Определив по дружным всплескам, что его ищет вся группа, Леша набрал в легкие побольше воздуха и, вполне довольный своей шуткой, вынырнул из трубы, стараясь остаться незамеченным. Но в то же мгновение чьи-то сильные руки вцепились ему в волосы, вытащили, как нашкодившего котенка из бассейна, швырнули на пол; тренер уселся на него верхом, не жалея сил, начал делать искусственное дыхание.

– Станешь у меня человеком! Ста-нешь! – приговаривал он. – Немедленно оживай и – на вышку.

– Я плавать не умею, Петр Петрович, – простонал Леша.

– На вышку!

Только в одиннадцатый раз он сносно выполнил упражнение.

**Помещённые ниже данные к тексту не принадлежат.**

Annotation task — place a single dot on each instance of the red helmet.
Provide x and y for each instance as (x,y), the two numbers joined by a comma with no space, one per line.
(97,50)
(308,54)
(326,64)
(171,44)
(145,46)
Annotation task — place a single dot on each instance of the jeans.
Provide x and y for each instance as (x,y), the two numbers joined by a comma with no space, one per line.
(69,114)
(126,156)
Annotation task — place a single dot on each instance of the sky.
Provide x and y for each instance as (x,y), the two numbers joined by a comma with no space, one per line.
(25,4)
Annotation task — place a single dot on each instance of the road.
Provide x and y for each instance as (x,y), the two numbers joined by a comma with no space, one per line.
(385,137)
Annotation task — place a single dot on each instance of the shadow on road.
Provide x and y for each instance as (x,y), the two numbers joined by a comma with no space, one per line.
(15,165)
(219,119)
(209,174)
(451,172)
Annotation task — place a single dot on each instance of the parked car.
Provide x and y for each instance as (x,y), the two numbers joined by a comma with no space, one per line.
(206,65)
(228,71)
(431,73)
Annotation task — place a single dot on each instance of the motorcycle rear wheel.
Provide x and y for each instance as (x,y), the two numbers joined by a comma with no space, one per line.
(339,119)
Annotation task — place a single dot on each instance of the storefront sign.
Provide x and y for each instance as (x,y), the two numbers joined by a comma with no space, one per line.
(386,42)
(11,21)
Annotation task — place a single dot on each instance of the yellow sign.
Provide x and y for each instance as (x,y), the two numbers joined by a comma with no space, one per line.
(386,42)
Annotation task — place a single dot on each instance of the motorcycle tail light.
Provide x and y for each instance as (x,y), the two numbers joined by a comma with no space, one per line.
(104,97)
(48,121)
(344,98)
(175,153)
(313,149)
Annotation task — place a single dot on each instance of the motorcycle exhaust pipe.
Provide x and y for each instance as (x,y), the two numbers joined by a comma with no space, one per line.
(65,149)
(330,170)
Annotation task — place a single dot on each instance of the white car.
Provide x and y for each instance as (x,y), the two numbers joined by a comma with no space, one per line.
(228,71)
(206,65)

В своей холостяцкой квартире Леша, не раздеваясь, падал на кровать и сразу проваливался в тяжелый, удушливый мрак, забыв о Веронике, которая напрасно часами просиживала у телефона, ожидая звонка, о книгах, о театрах, о друзьях, о звездах. Он жил как-то механически, точно внутри все перегорело. В один из дней, ощущая нарастающую тяжесть в сердце, он вспомнил свой срыв в барокамере, на финише испытаний, и неожиданно понял, что не бегун на длинные дистанции, а спринтер и не может больше тащить непосильный груз, выбиваясь из сил. И ему до слез, до боли захотелось покоя, домашнего тепла, добрую, очаровательную жену рядом. Он представил, как они будут гулять вечерами вдвоем и говорить, говорить… как будут ходить на премьеры в театр, читать книги, он демобилизуется, устроится в гражданскую авиацию, станет много летать… но вдруг зазвонил телефон.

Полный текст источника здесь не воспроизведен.